The California-born but Wyoming-bred Leach is the kind of person who will spend his weekly press conferences musing about things like the various Halloween costumes he’s worn during his life or how he could really go a duck sandwich – seriously, he said that Monday. Petersen, meanwhile, is a low-key northern California type much less inclined to talk about his personal life, and his press conferences are usually highlighted by his latest attempts to keep the hype and outside expectations about his Huskies at a minimum.
That doesn’t mean the mentors of Washington’s two Top 25 college football teams don’t like each other, though.
Ahead of Friday’s 12:30 p.m.

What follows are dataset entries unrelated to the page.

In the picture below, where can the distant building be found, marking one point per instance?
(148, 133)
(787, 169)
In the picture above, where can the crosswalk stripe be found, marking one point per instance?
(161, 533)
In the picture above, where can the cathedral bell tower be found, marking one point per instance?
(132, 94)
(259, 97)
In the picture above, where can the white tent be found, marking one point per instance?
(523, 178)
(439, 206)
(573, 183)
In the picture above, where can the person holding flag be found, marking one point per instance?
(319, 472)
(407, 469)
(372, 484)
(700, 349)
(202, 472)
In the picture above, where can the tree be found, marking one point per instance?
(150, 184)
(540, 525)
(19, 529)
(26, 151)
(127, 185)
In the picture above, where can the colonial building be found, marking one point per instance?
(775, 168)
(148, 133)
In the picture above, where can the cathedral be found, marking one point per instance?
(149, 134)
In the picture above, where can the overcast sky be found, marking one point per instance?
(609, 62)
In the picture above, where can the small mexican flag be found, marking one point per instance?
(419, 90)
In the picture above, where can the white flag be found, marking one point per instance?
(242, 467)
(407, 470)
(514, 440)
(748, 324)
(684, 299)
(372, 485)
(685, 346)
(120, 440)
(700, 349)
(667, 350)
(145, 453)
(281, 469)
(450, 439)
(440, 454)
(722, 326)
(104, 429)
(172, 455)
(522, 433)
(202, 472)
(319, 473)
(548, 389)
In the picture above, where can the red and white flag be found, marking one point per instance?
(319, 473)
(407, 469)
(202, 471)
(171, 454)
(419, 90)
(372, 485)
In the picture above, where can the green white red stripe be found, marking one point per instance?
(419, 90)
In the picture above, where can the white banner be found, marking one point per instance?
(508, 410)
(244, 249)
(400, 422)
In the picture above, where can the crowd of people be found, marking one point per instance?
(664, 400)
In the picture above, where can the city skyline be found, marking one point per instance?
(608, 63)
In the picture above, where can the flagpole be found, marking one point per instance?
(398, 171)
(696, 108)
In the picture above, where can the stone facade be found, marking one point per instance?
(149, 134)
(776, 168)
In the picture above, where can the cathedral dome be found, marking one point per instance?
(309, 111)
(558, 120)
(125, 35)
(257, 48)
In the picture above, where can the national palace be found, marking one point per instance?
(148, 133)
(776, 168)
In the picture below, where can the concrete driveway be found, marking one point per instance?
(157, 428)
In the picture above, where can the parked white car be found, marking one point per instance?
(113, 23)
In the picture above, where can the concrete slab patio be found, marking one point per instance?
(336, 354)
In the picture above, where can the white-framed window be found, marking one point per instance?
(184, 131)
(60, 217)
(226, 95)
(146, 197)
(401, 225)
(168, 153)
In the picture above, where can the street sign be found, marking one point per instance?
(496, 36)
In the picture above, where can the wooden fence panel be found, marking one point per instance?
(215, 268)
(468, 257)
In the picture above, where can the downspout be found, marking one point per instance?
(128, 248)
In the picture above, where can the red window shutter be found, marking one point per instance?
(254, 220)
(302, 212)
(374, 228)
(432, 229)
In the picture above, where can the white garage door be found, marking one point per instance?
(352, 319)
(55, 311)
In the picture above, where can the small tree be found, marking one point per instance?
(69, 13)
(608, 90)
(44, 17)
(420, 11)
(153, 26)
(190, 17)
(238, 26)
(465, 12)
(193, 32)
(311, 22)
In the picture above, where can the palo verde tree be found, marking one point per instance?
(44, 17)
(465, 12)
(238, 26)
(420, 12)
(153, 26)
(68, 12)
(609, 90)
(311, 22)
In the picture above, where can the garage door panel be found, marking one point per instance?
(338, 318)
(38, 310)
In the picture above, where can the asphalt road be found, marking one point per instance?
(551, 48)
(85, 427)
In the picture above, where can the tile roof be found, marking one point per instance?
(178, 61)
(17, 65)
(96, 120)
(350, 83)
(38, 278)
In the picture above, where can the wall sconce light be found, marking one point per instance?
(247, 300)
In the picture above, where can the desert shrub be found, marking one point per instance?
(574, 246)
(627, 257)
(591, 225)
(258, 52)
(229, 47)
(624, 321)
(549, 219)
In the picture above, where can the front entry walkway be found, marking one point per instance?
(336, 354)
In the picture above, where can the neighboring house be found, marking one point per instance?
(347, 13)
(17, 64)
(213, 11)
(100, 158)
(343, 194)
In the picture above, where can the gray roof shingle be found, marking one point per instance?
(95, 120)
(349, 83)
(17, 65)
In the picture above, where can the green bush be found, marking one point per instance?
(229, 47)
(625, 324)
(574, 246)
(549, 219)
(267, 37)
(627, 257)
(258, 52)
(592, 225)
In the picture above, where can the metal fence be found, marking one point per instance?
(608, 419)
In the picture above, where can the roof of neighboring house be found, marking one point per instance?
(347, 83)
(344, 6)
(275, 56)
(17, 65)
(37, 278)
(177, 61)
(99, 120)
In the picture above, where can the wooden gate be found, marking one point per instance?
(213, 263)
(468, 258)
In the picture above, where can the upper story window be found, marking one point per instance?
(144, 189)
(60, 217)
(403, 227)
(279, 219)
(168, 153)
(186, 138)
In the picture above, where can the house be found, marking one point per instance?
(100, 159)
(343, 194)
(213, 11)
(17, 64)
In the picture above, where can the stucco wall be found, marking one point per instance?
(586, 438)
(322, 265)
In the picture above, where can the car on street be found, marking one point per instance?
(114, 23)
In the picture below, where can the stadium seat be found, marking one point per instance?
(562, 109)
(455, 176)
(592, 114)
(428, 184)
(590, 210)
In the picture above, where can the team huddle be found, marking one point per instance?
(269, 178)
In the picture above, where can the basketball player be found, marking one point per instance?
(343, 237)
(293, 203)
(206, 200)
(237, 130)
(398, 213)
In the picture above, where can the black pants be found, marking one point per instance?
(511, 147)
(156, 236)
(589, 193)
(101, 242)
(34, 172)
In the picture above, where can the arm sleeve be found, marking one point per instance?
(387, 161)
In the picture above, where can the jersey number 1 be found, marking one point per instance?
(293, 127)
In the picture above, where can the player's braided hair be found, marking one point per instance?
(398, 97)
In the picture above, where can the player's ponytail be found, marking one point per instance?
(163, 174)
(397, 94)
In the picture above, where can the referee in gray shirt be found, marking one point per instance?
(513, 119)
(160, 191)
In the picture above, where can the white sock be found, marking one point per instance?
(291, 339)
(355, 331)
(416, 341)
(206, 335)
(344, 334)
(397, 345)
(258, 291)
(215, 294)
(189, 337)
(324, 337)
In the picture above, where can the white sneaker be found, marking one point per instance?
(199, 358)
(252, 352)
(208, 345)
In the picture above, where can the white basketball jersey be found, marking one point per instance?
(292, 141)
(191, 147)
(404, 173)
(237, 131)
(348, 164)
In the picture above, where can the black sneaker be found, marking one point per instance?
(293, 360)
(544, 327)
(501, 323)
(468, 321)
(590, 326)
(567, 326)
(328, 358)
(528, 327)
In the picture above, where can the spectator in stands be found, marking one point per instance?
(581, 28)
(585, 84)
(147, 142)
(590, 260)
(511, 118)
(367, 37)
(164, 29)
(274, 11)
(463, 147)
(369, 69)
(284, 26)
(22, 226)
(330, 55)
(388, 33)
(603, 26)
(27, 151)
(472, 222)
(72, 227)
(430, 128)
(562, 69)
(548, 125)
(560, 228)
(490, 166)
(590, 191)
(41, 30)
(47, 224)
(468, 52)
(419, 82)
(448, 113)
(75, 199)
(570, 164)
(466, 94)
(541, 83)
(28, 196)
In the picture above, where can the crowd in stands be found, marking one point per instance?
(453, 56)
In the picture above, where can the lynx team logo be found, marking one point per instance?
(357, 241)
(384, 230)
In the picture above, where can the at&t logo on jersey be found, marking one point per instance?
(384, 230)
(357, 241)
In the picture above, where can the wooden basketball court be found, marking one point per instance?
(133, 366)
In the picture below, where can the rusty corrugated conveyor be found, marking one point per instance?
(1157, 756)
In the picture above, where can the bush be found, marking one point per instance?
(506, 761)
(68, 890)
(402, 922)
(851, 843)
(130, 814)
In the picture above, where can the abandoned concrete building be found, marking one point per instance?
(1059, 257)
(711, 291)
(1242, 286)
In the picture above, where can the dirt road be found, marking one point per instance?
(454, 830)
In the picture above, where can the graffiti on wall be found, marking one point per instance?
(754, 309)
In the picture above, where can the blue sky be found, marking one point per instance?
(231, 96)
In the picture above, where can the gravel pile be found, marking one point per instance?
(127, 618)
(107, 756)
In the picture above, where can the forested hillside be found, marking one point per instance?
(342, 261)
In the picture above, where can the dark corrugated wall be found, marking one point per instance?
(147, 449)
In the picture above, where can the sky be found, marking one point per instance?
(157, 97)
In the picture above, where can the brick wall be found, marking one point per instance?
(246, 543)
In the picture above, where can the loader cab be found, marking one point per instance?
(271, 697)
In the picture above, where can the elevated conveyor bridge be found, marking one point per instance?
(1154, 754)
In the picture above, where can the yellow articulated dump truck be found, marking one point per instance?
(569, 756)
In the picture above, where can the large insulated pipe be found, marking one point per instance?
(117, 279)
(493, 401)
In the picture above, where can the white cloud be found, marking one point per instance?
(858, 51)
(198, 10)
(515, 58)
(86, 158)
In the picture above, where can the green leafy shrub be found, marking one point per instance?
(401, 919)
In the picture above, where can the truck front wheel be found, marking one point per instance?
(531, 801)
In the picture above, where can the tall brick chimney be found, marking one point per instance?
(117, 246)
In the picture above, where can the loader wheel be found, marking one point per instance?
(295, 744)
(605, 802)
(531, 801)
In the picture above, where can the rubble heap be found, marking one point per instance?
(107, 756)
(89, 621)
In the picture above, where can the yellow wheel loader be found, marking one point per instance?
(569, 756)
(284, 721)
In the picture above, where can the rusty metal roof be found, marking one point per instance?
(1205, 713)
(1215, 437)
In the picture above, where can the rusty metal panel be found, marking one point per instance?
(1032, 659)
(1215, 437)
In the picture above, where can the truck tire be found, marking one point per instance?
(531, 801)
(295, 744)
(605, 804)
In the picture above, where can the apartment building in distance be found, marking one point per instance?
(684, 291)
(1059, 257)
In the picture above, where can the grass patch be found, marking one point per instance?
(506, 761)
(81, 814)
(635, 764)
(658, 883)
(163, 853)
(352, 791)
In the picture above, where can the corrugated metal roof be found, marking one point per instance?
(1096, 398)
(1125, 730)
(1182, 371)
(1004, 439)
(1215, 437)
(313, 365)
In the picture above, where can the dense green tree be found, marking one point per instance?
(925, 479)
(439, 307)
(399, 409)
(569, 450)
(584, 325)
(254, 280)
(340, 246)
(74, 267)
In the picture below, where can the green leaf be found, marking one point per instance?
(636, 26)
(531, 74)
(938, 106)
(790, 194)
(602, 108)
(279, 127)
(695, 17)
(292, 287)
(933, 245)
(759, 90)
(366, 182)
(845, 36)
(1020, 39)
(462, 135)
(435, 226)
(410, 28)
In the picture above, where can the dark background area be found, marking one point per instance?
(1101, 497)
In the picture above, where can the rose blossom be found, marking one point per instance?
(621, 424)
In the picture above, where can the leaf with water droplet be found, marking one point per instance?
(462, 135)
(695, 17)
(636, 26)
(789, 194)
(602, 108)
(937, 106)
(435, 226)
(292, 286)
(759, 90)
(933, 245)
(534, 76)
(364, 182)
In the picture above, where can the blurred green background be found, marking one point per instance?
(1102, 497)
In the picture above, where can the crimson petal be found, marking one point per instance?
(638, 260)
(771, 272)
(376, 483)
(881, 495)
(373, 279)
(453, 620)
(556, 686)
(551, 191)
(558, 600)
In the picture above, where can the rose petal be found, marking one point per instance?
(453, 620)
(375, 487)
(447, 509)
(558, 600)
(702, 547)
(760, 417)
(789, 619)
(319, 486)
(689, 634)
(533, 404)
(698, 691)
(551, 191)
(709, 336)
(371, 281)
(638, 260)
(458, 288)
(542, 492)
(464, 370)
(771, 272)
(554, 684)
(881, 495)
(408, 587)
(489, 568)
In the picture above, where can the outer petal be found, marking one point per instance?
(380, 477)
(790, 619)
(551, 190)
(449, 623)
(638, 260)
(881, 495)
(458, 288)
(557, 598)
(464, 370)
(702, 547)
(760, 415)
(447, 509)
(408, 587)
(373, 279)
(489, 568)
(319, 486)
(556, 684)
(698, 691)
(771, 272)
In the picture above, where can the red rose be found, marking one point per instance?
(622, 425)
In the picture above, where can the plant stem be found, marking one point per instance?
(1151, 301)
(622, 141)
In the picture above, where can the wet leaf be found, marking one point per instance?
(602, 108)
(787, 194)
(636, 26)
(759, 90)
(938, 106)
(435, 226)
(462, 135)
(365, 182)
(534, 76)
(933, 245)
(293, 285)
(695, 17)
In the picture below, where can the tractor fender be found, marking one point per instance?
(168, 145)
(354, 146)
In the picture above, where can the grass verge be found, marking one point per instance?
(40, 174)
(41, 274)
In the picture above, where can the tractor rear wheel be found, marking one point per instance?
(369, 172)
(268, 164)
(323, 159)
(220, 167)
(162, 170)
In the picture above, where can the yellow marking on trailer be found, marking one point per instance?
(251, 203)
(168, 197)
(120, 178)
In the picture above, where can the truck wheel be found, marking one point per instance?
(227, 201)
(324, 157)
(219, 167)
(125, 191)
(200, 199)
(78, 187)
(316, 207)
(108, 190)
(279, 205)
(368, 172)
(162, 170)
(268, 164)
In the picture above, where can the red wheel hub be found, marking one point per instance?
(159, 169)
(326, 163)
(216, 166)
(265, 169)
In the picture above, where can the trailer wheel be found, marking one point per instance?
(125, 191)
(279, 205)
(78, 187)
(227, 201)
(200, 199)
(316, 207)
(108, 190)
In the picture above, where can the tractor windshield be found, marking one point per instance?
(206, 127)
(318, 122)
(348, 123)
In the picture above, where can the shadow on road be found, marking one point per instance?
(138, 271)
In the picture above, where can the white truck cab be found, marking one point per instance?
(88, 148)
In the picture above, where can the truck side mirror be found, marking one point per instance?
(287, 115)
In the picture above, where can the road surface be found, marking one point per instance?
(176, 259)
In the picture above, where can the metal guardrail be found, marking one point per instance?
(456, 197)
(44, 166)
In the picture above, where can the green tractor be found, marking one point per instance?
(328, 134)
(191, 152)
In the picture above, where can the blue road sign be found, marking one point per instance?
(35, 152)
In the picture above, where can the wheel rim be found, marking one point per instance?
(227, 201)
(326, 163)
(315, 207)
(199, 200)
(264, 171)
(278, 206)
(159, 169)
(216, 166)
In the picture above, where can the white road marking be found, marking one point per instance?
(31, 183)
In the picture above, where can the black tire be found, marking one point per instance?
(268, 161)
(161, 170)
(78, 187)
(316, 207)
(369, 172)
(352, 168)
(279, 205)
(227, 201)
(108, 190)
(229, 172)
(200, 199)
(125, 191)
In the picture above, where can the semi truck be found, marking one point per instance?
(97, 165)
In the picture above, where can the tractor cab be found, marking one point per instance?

Apple Cup on 710 ESPN Seattle, both men were asked Monday about their thoughts on the other, and it’s fair to say they enjoy the times they do get to spend together but understand just how different they truly are.
“He’s entertaining. There’s no doubt about it,” Petersen of Leach. “I really like being around him because half the time I don’t have a clue what he’s talking about, and the other half I think is really funny.”
As for Leach on Petersen: “Very reliable, seems very responsible. And, you know, like a lot of us, I grew up with my parents telling me, ‘Why can’t you be more like a guy like Chris Petersen?'”
The Apple Cup coaches were also asked about a potential road trip together, something Petersen first brought up in an ESPN video last month, and they both were happy to prognosticate how such an outing would transpire.
“He’d do all the driving,” Leach quipped. “One, I don’t get carsick. Two, I would be able to read and look out the window. Chris strikes me as a guy who wants to stay occupied and doesn’t mind having the wheel. I can occupy myself. If all of a sudden he got boring or something, I could entertain myself and wouldn’t have the responsibility of driving. I could look out the window, read a book, do Spanish on my phone. I could select the radio channels because he’d have to have his hands on the wheel. I could turn the button on the radio dial quicker than he could. I just see more benefits to that.”
Petersen doesn’t sound like he personally would be bored if Leach were in the passenger seat next to him.
“You have to have some fun, right? Half the time it’s good because you probably just get tired of people if you’re on a road trip,” Petersen said. “But like I said, half the time I don’t even know what he’s talking about so I wouldn’t listen to him and the other half is really good stuff.”
And as somebody who is aware of how he might not be the most exciting person when speaking to the media, Petersen is appreciative of the Mike Leaches of the world.
“I just think he’s such a unique perspective on so many things. On football, on life. It’s awesome. It’s cool for the game to not have to sit up here and listen to guys like me (during press conferences) that are probably all so similar talking about the next thing to take care, the next part of business. You can tell he really wants to talk about a lot of stuff. The last thing maybe is football. That’s fun for a lot of people.”